If you have evaluated your needs and have concluded that you need to subscribe to a VPN service, you need to consider and evaluate a few different providers to ensure you choose the one that is best suited to meet your requirements, before you get tied in on a contract.
As with any service, you’ll find a whole host of providers on the internet that promise unmatched security and anonymity, but not all providers deliver on that promise. Furthermore, the more features and services a provider offers, the higher there fee is going to be, and you might not even need all the features they have to offer. Therefore, we’ll provide you with an outline of what to look for when in the market for a VPN service provider.
Below we have outlined a few factors you should consider when evaluating a VPN service provider, and determine the extent to which the information they have provided satisfies each of the factors. This will help you sift the good from the bad, leaving you with an ideal provider for your needs.
The quality of a provider’s VPN service can be determined by the protocol they support, as not every protocol is as effective and secure as the other. The protocol you should look for and give preference to is OpenVPN as it allows for minimal processing overheads while assuring security.
The protocol that you would want to avoid is PPTP. Since technology has evolved quite rapidly over the past couple of decades, PPTP has become considerably redundant as it is riddled with security flaws and employs weak encryption. It might cost you a lot less than a service that employs OpenVPN and is sufficient to get the job done if you want to secure regular browsing activity at a cafe, but we wouldn’t put much stock in it if you’re looking to secure sensitive data.
A level up from PPTP is L2TP/IPsec, which certainly provides better security than its predecessor but doesn’t match up to OpenVPN due to slow speeds and the absence of open security audits that OpenVPN incorporates.
In a nutshell, what we’re trying to say is that, OpenVPN is the protocol you should be looking for, and any provider that offers it clears the first test.
Number of servers and locations
Where in the world the VPN provider has most of their exit servers is an important consideration if you’re looking for geo-shifting features in addition to securing your online activity. For example, being a resident of the US, if you want to spoof your location to that in another country for, let’s say, file-sharing purposes to avoid being ground under a copyright legislature, a VPN provider with most of their exit nodes within the country isn’t going to be of any use to you.
Considering how popular and widely used VPN services have become, a good provider will offer hundreds of evenly spread servers, at the very least, in different countries across the globe. Therefore, any provider that fails to offer an abundance of servers in several countries should be rules out by default.
Another important consideration, and this comes into play in circumstances like you trying to avoid prosecution by the local government, is to check which country the VPN provider operates out of. You would be wise to avoid a provider with their base of operations in your country or a country friendly to yours. No particular legislations obligate a provider to reveal any user information, but if you want to cover all loopholes, this would be a good consideration.
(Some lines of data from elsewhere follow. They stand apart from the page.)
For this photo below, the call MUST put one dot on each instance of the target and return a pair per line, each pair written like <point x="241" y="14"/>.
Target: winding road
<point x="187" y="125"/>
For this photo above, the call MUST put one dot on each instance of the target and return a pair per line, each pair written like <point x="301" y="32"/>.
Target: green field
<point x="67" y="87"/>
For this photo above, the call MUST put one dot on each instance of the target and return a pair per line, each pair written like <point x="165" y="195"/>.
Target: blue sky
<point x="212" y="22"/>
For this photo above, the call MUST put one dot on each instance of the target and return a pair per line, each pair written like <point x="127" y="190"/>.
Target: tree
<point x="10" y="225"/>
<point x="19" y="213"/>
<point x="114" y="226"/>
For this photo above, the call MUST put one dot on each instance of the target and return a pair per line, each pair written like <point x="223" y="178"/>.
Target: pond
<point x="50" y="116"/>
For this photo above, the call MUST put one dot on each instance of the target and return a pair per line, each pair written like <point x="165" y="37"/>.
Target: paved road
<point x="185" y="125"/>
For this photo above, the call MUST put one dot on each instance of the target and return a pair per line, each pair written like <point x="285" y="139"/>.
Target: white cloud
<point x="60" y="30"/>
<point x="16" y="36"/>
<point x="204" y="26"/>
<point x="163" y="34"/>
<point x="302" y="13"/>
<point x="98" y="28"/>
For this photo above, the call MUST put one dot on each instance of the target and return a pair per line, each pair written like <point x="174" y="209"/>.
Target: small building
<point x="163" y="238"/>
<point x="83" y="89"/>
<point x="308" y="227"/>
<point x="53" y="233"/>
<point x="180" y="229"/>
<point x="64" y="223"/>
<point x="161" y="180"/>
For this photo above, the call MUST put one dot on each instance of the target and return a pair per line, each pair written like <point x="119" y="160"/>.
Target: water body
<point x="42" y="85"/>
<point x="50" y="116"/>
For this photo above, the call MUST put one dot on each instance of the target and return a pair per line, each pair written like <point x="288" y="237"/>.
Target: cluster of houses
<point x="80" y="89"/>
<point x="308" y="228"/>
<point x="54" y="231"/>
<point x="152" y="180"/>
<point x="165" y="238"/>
Maximum concurrent downloads
Unless you’re overenthusiastic about downloading, you’ll only download one thing at a time to avail the best speed, so you may be think considering the provider’s concurrent download limit shouldn’t be very important. But it will be if you’re setting up VPN on more than one device, or on the router for the entire household, in which case many people may be using it at the same time, and the amount of concurrent connections your provider allows will become an important factor.
If you’re not the only person that will be using the VPN service, or if you have multiple devices you’ll be setting it up on, you should consider a provider that offers at least 3 concurrent connections, or more based on the number of devices and the number of people that will be using the service.
Connection, bandwidth, and service limitations
Internet Service Providers are in the habit of throttling connection for a number of reasons on a number of occasions, which is a primary reason why people get a VPN service in the first place. So, if you are paying your broadband bill and the VPN service charge on top of that, you don’t have need for a VPN service that will act like your ISP and throttle your connection every now and then.
Many VPN providers won’t mention it clearly on their services or information page if they throttle connections, or it will be hidden somewhere in the fine print, so it’s always a good idea to have a look on forums and search on google to discover what people are saying about it and get more information.
There was a time when you used to purchase movies and music on CDs but in today’s time when everything is being streamed online, you’ll be surprised how quickly all the videos, movies, and music you stream eat through your bandwidth. Which is why you need to consider providers that won’t limit your bandwidth to a nominal amount.
Payment methods accepted
Chances are this won’t be an important consideration if your needs for a VPN service are pretty basic and unobjectionable, like securing your browsing activity against snooping to prevent identity theft, or to route your traffic back to your home country if you’re away. You should be perfectly okay paying with your credit card or PayPal and won’t have much use for anonymous payment methods.
If, on the other hand, your use for a VPN service is to have complete anonymity or avoid persecution by the government, you’ll be a bit more careful when considering a VPN provider and select one that offers anonymous payment methods like cryptocurrency, bitcoin, or gift cards.
A majority of VPN providers today acknowledge the needs of the user and have set up systems to accept gift cards from major retailers, which can be exchanged for VPN credit. This is particularly helpful as it will allow you to purchase a gift card from a supported retailer in cash, and then redeem it for credit on the VPN provider’s website, leaving no credit card or personal information trail.